Un modo per far fuori potenziali testimoni che avrebbero potuto raccontare chi è stato il loro mandante? Non lo sapremo mai. Di sicuro i cinque non potranno più dire al mondo chi ha impartito l’ordine. Il 25 ottobre il procuratore generale saudita, Shalaan al-Shalaan ha ammesso che l’omicidio di Khashoggi è stato premeditato. Nessun raptus di un poliziotto irascibile, nessuna morte causata dalle percosse. Ma un delitto pensato e organizzato da tempo in tutti i particolari. Secondo l’accusa il vice capo dell’intelligence Ahmed al-Assiri, anche lui assolto dalla corte, avrebbe supervisionato l’uccisione dell’editorialista del Washington Post, sotto pressione di al-Qahtani. Invece nel verdetto la Corte saudita sostiene che l’omicidio dei cinque non era premeditato: «La decisione è stata presa al momento». Eppure come ha spiegato Callamard: «La presenza di un medico legale arruolato nella squadra di uccisione ufficiale almeno 24 ore prima del crimine e la discussione sullo smembramento (del corpo di Kashoggi, ndr) 2 ore prima che si verificasse effettivamente, indica chiaramente anche la pianificazione».
L’ex console saudita a Istanbul al-Otaibi è uscito di prigione dopo la sentenza. Il Dipartimento di Stato Usa ha confermato a lui e alla sua famiglia il divieto d’ingresso negli Usa per il «coinvolgimento in gravi violazioni dei diritti umani». Troppo poco, troppo tardi. Abbiamo capito che l’Arabia Saudita è un partner strategico per l’Occidente. Nessuno si aspetta che la comunità internazionale riesca a imporre una condotta democratica o rispettosa dei diritti umani a Riad. Purtroppo nessuno ha la forza politica o militare per fermare i crimini contro i diritti umani commessi in Corea del Nord o pretendere chiarimenti dalla Cina su come sono trattati gli Uiguri.
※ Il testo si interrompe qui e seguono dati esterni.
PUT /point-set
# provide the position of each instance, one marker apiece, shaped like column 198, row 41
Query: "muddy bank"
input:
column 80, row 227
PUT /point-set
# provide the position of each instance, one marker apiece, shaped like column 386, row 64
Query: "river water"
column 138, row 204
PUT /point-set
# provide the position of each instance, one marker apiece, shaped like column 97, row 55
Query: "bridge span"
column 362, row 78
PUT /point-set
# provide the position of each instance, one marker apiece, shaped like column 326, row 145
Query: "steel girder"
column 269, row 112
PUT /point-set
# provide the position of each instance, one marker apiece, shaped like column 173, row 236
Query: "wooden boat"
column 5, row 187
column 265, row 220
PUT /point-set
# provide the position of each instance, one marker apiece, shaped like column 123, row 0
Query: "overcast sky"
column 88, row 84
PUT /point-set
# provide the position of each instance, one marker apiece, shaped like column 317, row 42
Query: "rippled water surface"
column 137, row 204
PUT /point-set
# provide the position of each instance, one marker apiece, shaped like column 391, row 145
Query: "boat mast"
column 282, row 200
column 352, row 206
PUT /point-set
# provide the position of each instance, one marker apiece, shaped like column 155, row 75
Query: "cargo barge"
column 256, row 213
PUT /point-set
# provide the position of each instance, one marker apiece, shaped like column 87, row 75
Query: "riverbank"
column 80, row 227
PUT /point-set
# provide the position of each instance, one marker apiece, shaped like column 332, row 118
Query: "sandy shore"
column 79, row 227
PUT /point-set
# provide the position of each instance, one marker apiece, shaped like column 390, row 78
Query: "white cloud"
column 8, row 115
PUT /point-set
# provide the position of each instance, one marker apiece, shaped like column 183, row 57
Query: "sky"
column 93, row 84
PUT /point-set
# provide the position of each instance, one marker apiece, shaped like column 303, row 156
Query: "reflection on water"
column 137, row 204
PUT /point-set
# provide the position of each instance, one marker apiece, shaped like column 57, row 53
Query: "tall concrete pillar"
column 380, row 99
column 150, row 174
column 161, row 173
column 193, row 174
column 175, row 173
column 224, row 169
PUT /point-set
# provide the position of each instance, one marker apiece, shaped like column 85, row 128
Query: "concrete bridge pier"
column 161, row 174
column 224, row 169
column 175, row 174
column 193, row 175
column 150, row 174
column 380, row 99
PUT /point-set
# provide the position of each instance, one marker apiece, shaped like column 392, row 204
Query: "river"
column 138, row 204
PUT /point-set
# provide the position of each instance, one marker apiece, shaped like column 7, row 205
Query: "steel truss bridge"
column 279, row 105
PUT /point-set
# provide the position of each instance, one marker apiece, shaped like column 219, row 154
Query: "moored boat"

Figuriamoci se si possa fare lo stesso con Riad.
Ma l’Onu, l’Unione europea e gli Stati Uniti potevano fare pressioni per ottenere il minimo: un processo a porte aperte o almeno a telecamere accese. E soprattutto una condanna che rispettasse almeno i diritti umani. «Non mi aspetto che boicottiate l’Arabia Saudita, è naturale che i leader mondiali proteggano, i loro interessi economici, ma dovranno dire qualcosa sull’assassinio di Jamal Khashoggi», ha detto la scorsa settimana Cengiz al Corriere della Sera, prima di essere invitata al Senato da Emma Bonino. Abbiamo capito tutto e non ci stupiremo delle contraddizioni che la geopolitica crea, ma i media occidentali devono continuare a fare pressione per non far spegnere i riflettori sulla vicenda. Non certo per cambiare il mondo. Solo per ottenere un angolo di giustizia nelle logiche della Realpolitik. Non si può mollare, anche se sappiamo già che sarà una fatica di Sisifo.